GCC优化选项详解

Architecture Specification

The optimizations discussed thus far can yield significant improvements in software performance and object size, but specifying the target architecture also can yield meaningful benefits. The -march option of gcc allows the CPU type to be specified (Table 2).

Table 2. x86 Architectures

Target CPU Types	-march= Type
i386 DX/SX/CX/EX/SL	i386
i486 DX/SX/DX2/SL/SX2/DX4	i486
487	i486
Pentium	pentium
Pentium MMX	pentium-mmx
Pentium Pro	pentiumpro
Pentium II	pentium2
Celeron	pentium2
Pentium III	pentium3
Pentium 4	pentium4
Via C3	c3
Winchip 2	winchip2
Winchip C6-2	winchip-c6
AMD K5	i586
AMD K6	k6
AMD K6 II	k6-2
AMD K6 III	k6-3
AMD Athlon	athlon
AMD Athlon 4	athlon
AMD Athlon XP/MP	athlon
AMD Duron	athlon
AMD Tbird	athlon-tbird

The default architecture is i386. GCC runs on all other i386/x86 architectures, but it can result in degraded performance on more recent processors. If you're concerned about portability of an image, you should compile it with the default. If you're more interested in performance, pick the architecture that matches your own.

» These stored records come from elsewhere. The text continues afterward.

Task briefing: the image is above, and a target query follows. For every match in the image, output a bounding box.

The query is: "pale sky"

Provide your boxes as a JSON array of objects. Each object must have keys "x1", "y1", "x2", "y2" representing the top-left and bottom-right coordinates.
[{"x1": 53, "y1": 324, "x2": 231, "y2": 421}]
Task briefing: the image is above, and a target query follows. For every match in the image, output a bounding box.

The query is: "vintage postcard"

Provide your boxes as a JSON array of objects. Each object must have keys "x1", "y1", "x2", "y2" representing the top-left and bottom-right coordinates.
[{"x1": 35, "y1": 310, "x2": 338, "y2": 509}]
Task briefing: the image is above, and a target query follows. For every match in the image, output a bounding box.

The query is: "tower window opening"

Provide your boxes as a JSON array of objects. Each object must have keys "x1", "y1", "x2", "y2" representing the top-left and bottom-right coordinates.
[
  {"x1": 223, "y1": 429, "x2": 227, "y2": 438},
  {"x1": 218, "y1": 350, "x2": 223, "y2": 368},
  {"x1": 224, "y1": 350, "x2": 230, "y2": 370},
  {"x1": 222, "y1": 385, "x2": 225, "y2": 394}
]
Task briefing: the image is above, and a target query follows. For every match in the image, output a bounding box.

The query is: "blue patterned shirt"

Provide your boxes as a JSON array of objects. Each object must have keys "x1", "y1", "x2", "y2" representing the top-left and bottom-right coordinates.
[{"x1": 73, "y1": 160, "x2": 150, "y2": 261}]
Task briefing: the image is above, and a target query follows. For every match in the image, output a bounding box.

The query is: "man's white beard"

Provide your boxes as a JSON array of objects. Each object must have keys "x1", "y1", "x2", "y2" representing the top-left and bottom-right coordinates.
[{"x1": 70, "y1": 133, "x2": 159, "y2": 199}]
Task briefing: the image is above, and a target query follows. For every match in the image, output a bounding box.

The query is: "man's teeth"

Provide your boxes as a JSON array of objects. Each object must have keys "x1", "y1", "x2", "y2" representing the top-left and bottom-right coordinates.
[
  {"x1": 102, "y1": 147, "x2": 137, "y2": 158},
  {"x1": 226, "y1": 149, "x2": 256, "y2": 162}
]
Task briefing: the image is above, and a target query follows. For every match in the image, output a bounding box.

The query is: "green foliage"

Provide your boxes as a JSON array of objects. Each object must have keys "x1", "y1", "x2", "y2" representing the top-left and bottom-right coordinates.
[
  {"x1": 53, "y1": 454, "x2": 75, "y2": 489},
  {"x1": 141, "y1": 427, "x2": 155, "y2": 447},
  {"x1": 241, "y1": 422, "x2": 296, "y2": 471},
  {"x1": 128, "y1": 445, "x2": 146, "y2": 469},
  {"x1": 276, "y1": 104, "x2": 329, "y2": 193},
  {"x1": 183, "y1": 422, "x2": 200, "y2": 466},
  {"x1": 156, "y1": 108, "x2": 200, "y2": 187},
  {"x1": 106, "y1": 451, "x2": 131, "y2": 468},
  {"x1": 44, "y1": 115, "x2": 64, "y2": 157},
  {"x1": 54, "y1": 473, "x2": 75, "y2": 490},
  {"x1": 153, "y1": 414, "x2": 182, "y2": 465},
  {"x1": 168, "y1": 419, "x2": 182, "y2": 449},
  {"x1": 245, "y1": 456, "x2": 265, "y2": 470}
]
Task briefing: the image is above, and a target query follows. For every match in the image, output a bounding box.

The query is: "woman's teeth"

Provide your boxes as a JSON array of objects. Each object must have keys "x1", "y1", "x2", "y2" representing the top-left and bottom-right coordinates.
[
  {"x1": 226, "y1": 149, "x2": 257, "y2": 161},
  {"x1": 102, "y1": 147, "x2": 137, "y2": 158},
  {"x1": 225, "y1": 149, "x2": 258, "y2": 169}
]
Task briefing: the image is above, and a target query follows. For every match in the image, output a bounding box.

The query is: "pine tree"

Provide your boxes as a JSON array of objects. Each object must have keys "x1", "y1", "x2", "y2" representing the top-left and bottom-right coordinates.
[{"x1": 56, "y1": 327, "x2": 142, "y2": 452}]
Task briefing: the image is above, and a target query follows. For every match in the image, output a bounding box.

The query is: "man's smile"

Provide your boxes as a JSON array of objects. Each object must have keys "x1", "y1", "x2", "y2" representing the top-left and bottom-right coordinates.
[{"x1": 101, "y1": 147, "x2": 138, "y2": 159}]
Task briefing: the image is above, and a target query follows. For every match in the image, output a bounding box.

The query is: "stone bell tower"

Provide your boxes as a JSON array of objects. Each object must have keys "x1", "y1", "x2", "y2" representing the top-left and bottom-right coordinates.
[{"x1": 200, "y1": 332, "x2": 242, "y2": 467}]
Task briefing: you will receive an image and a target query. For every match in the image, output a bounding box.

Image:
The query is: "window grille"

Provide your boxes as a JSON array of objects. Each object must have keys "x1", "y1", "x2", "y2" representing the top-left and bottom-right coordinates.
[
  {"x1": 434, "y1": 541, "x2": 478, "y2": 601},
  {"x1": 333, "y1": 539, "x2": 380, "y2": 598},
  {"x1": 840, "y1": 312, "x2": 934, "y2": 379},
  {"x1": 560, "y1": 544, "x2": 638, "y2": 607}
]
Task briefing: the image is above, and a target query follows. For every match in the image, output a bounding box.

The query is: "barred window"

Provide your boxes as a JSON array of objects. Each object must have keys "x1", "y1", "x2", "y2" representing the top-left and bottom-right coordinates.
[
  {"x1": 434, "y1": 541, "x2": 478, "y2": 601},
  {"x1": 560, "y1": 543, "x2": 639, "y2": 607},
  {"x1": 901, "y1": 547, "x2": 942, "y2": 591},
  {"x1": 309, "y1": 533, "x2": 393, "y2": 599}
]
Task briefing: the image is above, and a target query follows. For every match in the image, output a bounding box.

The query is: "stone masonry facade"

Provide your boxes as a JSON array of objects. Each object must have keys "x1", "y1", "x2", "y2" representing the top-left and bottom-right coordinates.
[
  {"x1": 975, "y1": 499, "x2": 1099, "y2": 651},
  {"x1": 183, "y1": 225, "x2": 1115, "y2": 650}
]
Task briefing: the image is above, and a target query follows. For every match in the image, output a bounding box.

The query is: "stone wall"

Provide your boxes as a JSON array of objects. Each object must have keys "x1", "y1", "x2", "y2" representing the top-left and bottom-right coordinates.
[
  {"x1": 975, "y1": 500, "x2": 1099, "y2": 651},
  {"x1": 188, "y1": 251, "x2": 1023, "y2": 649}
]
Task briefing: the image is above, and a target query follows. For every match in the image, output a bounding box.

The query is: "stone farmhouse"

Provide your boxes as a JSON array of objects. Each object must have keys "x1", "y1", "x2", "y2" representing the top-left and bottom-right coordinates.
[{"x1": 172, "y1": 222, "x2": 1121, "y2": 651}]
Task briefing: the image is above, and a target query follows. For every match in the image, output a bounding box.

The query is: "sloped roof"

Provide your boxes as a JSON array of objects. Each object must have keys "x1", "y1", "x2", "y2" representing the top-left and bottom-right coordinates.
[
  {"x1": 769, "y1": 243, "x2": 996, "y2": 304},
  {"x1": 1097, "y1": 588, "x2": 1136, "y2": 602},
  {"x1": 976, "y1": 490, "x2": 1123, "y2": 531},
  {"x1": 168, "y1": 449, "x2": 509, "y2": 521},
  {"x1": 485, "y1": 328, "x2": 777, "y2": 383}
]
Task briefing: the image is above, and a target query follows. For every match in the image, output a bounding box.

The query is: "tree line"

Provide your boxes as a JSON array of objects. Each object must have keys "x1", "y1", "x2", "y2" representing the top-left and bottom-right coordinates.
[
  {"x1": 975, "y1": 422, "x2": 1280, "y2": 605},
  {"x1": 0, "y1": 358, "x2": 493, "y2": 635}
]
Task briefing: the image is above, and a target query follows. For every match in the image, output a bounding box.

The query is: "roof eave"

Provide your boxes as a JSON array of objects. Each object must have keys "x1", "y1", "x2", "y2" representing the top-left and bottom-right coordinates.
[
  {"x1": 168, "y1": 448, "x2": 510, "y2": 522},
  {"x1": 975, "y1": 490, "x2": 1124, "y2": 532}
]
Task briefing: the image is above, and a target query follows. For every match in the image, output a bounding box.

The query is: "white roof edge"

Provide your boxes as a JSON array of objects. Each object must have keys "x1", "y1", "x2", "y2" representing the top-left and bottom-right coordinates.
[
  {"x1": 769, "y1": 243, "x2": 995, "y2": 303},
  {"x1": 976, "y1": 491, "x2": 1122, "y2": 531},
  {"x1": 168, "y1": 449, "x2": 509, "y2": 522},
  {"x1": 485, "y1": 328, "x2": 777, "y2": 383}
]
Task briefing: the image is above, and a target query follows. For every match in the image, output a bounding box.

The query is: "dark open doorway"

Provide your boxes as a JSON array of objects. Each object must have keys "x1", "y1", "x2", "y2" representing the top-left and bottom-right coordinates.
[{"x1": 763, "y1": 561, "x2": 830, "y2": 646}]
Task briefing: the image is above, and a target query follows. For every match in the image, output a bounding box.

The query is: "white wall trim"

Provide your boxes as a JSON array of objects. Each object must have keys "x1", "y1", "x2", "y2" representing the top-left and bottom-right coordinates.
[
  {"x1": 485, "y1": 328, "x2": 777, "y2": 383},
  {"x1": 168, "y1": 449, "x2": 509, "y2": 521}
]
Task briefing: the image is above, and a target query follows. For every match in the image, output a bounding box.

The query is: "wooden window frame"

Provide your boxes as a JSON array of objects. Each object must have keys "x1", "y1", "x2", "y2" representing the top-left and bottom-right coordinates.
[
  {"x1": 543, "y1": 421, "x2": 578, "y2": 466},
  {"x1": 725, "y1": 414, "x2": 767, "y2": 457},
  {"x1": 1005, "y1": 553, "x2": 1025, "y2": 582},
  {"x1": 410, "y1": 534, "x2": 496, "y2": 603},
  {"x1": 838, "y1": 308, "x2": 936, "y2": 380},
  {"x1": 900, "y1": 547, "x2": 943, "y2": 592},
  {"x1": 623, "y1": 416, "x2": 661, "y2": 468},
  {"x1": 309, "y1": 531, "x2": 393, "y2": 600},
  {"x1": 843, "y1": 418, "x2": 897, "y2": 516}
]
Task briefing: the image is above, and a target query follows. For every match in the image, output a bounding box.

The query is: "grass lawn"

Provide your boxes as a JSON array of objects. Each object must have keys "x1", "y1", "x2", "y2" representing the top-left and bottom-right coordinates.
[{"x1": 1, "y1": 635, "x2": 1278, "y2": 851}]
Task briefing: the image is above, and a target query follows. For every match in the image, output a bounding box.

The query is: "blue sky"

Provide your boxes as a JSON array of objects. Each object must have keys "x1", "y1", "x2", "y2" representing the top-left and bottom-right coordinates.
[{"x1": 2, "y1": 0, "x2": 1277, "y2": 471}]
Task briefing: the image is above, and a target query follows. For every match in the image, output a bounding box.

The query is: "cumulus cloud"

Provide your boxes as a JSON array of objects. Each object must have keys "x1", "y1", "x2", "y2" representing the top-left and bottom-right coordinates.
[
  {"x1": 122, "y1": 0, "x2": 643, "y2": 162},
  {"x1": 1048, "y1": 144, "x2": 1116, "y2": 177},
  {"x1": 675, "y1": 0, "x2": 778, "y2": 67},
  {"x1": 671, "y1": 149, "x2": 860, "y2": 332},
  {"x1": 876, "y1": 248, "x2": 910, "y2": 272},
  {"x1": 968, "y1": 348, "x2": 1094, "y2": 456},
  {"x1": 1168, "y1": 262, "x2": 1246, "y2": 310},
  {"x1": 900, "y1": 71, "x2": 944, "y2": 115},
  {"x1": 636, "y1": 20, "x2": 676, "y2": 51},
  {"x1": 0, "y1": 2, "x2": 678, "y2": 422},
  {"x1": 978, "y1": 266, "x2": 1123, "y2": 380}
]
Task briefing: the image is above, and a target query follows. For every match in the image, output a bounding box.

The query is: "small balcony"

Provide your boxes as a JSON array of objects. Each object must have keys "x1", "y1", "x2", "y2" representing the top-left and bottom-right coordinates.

Let's now look at an example of how performance can be improved by focusing on the actual target. Let's build a simple test application that performs a bubble sort over 10,000 elements. The elements in the array have been reversed to force the worst-case scenario. The build and timing process is shown in Listing 1.

Listing 1. Effects of Architecture Specification on a Simple Application

[mtj@camus]$ gcc -o sort sort.c -O2
[mtj@camus]$ time ./sort

real    0m1.036s
user    0m1.030s
sys     0m0.000s
[mtj@camus]$ gcc -o sort sort.c -O2 -march=pentium2
[mtj@camus]$ time ./sort

real    0m0.799s
user    0m0.790s
sys     0m0.010s
[mtj@camus]$

By specifying the architecture, in this case a 633MHz Celeron, the compiler can generate instructions for the particular target as well as enable other optimizations available only to that target. As shown in Listing 1, by specifying the architecture we see a time benefit of 237ms (23% improvement).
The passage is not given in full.